SanDisk Connect Media and Flash Drives

At A Glance

Media

Simple file sharing; works on most devices; very portable; easy setup.

Madea

Difficult for laptops; wont play many video formats; slow USB 2.0 file transfers.

Media streaming for newbs

If you’ve ever wished you could just leave your USB key on your desk or in your pocket and still access the files on it wirelessly, SanDisk’s new media drives are sort of what you’re looking for. Unfortunately for power users, these wireless media drives don’t quite fit the bill when it comes to file sharing, but they are great for sharing media with portable devices, and they are dead simple to use, too. They also double as pocket-ready Wi-Fi access points.

SanDisk’s new media drives are easy to use and make wireless media streaming a cinch.
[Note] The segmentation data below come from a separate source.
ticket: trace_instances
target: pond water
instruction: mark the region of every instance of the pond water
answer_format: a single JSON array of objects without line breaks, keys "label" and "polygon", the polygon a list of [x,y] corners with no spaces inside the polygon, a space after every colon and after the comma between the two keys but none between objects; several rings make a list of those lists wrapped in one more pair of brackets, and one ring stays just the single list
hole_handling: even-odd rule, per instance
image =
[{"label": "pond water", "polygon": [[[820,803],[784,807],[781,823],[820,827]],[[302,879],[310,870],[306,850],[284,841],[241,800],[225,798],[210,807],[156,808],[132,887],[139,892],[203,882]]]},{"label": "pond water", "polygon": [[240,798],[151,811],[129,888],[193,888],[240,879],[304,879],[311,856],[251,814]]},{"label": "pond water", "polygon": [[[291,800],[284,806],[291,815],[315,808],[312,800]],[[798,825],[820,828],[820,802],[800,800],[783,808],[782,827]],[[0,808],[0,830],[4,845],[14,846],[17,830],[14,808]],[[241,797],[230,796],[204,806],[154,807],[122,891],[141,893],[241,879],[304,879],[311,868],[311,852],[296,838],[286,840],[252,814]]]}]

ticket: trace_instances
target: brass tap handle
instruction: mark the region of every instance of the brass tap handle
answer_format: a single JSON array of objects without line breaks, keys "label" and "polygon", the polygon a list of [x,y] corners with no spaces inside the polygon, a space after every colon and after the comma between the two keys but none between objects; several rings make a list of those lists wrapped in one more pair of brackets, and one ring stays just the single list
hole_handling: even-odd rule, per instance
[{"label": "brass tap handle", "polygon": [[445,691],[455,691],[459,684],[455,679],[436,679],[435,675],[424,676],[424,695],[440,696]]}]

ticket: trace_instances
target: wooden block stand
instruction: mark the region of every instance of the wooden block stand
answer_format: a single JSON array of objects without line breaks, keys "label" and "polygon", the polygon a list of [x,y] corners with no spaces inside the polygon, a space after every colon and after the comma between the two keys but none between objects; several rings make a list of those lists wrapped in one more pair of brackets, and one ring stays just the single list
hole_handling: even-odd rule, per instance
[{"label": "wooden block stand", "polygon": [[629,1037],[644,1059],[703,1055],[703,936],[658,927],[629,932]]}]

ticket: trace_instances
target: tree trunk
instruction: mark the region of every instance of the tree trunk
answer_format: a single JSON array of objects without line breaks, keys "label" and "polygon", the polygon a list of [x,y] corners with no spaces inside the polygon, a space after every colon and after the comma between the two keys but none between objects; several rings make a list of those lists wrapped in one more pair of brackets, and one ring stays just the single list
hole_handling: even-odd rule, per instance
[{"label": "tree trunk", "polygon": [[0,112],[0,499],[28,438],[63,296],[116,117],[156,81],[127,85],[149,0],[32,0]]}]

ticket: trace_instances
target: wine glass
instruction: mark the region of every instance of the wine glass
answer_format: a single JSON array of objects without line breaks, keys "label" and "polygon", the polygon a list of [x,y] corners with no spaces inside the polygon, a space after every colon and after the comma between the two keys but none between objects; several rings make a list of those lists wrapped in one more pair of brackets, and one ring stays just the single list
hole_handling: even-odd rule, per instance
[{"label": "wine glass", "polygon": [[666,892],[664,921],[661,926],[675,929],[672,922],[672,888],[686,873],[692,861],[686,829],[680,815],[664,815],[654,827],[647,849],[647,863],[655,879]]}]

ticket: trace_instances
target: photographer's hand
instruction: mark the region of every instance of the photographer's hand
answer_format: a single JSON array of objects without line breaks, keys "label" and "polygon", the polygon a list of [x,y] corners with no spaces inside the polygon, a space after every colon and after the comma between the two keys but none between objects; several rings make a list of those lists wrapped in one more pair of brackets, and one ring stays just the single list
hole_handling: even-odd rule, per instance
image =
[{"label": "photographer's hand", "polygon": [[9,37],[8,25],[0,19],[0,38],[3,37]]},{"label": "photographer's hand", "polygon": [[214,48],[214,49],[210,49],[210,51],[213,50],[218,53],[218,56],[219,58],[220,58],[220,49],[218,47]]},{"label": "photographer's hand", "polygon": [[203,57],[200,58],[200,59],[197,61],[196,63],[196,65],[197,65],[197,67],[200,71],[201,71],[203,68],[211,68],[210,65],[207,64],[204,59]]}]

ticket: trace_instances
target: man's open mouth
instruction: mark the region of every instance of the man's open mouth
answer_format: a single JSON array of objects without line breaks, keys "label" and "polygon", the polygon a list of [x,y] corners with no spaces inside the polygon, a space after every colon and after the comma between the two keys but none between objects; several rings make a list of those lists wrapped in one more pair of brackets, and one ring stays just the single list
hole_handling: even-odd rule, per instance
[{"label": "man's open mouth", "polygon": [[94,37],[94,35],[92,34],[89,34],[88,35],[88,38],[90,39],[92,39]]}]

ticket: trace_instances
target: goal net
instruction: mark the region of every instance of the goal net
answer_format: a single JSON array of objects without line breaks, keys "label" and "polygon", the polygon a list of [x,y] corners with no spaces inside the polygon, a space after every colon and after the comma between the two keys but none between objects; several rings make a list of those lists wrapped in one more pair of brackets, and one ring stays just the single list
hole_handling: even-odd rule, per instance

Here’s how these devices work. First, you connect them to a PC or Mac and copy files to pre-designated folders for music, movies, pictures, and files. Next, people within 150 feet must switch their device’s Wi-Fi to the SanDisk access point, and then run a free SanDisk app to access all the content on the drives. Connected users can also download and upload data to the drive, but all that data is only accessible from the SanDisk app, which is a pain. You can also password protect the access point, but it’s not turned on by default, which seems a bit unsafe to us.

Both the USB key and the media drive are battery-powered, so you just plug them into a USB port to charge them. The Media Drive offers eight hours of streaming per charge, and is available in 32GB and 64GB capacities, but has an SD card slot, so you could take it all the way up to 192GB. The smaller Flash Drive offers four hours per charge, and is simply a shell for a Micro SD drive. It’s available in both 16GB and 32GB capacities. Both drives are USB 2.0, so copying data to them is painfully slow, and is easily their biggest weakness.

The free SanDisk app required for media streaming is available on the Google Play, Apple iOS, or Amazon Kindle store (sadly, it looks like Windows Phone users are out in the cold on this one, but they are probably used to it by now). We were also able to access the files from a laptop, but could not send data to the device. We were impressed by how smoothly content streamed from the device. San-Disk says it works at a distance of 150 feet, and we confirmed this in testing. Both devices can stream several movies at once (eight for the Media Drive, three for the Flash Drive), though the built-in player can only stream MP4 files, so AVI and MPG files won’t play, which is bogus.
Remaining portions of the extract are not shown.